In the days following the discovery of Michael Seaborne’s body it was the dog who’d suffered most. It had whined at the sickroom door and could not be consoled; a caress might’ve done it, but since no-one would sink their hands into its greasy pelt, the laying-out of the body (‘Put a penny on his eye for the ferry-man,’ Martha said: ‘I don’t think St Peter will trouble himself …’) had been accompanied by that same high keening. The dog was dead now, of course, thought Francis, patting with satisfaction a little wad of fur collected from his father’s sleeve, and so the only mourner was now itself to be mourned.

He was uncertain what rituals attended the disposal of the dead, but thought it best to come prepared. His jacket had a number of pockets, each of which contained an object not sacred, precisely, but well suited, he thought, to the task. An eyeglass which had cracked, offering a broken view of things; the wad of fur (he hoped it might still contain a flea or tick, and within that, if he was ever so lucky, a bead of blood); a raven-feather, which was his best, being bluish at the tip; a scrap of fabric he’d torn from Martha’s hem, having observed on it a persistent stain in the shape of the Isle of Wight; and a stone with a perfect perforation in the centre. Pockets packed, and tapped, and counted out, he went down to find his mother, and at each of the thirty-six steps to her room incanted ‘Here – today – gone – tomorrow; here – today – gone.’

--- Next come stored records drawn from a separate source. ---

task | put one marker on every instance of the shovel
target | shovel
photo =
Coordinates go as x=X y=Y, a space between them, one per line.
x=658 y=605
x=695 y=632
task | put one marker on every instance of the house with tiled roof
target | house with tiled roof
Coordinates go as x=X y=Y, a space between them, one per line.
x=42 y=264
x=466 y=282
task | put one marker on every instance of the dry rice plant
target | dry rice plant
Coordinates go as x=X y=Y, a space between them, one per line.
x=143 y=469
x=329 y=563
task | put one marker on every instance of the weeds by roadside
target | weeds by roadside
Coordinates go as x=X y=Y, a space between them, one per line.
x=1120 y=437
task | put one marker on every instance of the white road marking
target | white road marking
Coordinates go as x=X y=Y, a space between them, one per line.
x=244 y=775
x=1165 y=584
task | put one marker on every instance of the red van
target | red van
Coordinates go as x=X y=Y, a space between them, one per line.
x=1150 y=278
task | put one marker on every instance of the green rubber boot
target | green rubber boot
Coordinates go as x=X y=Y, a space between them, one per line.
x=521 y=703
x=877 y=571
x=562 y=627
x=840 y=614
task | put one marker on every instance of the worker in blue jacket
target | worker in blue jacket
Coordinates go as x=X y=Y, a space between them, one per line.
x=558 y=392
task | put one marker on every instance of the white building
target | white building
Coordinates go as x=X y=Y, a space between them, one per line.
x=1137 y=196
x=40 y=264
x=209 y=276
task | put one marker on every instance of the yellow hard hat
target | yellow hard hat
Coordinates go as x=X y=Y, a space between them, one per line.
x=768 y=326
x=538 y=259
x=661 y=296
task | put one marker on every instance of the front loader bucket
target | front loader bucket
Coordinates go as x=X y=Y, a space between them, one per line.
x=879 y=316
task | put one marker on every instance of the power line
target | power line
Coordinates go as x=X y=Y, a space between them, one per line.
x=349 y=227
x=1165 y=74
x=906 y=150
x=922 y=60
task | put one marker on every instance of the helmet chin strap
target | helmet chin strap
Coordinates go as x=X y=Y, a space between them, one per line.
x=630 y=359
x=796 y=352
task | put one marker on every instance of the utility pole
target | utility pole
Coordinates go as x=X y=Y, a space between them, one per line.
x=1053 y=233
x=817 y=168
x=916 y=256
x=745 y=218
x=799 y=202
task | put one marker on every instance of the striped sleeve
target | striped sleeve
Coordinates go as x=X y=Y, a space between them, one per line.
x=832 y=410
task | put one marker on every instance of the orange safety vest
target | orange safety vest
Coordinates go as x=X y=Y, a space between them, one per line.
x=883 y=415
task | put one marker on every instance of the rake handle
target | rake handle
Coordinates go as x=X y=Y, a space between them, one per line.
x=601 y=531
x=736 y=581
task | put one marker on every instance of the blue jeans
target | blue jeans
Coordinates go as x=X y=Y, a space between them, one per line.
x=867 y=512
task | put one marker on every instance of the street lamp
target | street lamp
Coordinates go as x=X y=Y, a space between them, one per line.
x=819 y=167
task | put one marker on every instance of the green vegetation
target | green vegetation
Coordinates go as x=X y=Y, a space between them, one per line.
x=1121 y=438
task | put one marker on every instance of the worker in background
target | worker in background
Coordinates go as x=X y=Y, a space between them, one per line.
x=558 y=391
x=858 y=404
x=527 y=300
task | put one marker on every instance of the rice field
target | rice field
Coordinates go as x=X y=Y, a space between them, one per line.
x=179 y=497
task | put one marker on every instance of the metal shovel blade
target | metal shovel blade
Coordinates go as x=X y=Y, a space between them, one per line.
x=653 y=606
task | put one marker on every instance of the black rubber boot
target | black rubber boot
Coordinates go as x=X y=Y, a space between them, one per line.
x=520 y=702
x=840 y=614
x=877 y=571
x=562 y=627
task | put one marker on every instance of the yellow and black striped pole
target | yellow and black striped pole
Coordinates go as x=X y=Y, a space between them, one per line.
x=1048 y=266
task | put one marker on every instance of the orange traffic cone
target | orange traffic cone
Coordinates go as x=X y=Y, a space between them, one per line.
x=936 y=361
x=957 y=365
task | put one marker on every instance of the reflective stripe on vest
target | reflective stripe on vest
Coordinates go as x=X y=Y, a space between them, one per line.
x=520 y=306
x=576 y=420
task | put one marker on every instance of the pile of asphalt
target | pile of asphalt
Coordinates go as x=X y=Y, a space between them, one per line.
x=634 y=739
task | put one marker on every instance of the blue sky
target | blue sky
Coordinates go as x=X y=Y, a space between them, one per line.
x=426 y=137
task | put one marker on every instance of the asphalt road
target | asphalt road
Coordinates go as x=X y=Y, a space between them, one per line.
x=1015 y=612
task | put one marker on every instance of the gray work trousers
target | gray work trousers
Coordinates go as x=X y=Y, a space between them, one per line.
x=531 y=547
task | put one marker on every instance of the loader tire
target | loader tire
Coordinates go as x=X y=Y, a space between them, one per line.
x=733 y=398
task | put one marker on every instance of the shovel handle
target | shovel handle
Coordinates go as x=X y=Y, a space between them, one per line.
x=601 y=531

‘Frankie –’ How small he was, she thought. His face, which curiously bore scant resemblance to either parent, save for his father’s rather flat-seeming black eyes, was impassive. He’d combed his hair, and it lay in ridges flat against his scalp: that he had troubled to make himself neat moved her, and she put out her hand, but let it fall empty to her lap. He stood patting each of pockets in turn, and said: ‘Where is he now?’

‘He will be waiting for us at the church.’ Ought she to take him into her arms? He did not look, it must be said, much in need of comfort.

‘Frankie, if you want to cry, there is no shame in it.’

‘If I wanted to cry, I would. If I wanted to do anything, I would.’ She didn’t chastise him for that, since really it was little more than a statement of fact. He once again patted each of his pockets, and she said, gently, ‘You are bringing your treasures.’

‘I am bringing my treasures. I have a treasure for you (pat), a treasure for Martha (pat), a treasure for Father (pat), a treasure for me (pat, pat).’

‘Thank you, Frankie …’ – all at a loss: but there at last was Martha, brightening the room as she always did, dissipating by nothing more than her presence the slight tension which had taken the air. She lightly touched Francis on the head, just as though he had been any other child; her strong arm circled Cora’s waist; she smelt of lemons.

‘Come on then,’ she said. ‘He never did like us to be late.’

The St Martin’s bells tolled for the dead at two, rolling out across Trafalgar Square. Francis, whose hearing was pitilessly acute, pressed gloved hands to each ear and refused to cross the threshold until the last peal died, so that the congregation, turning to see the late-coming widow and her son, sighed, gratified: how pale they were! How very fitting! And would you take a look at that hat!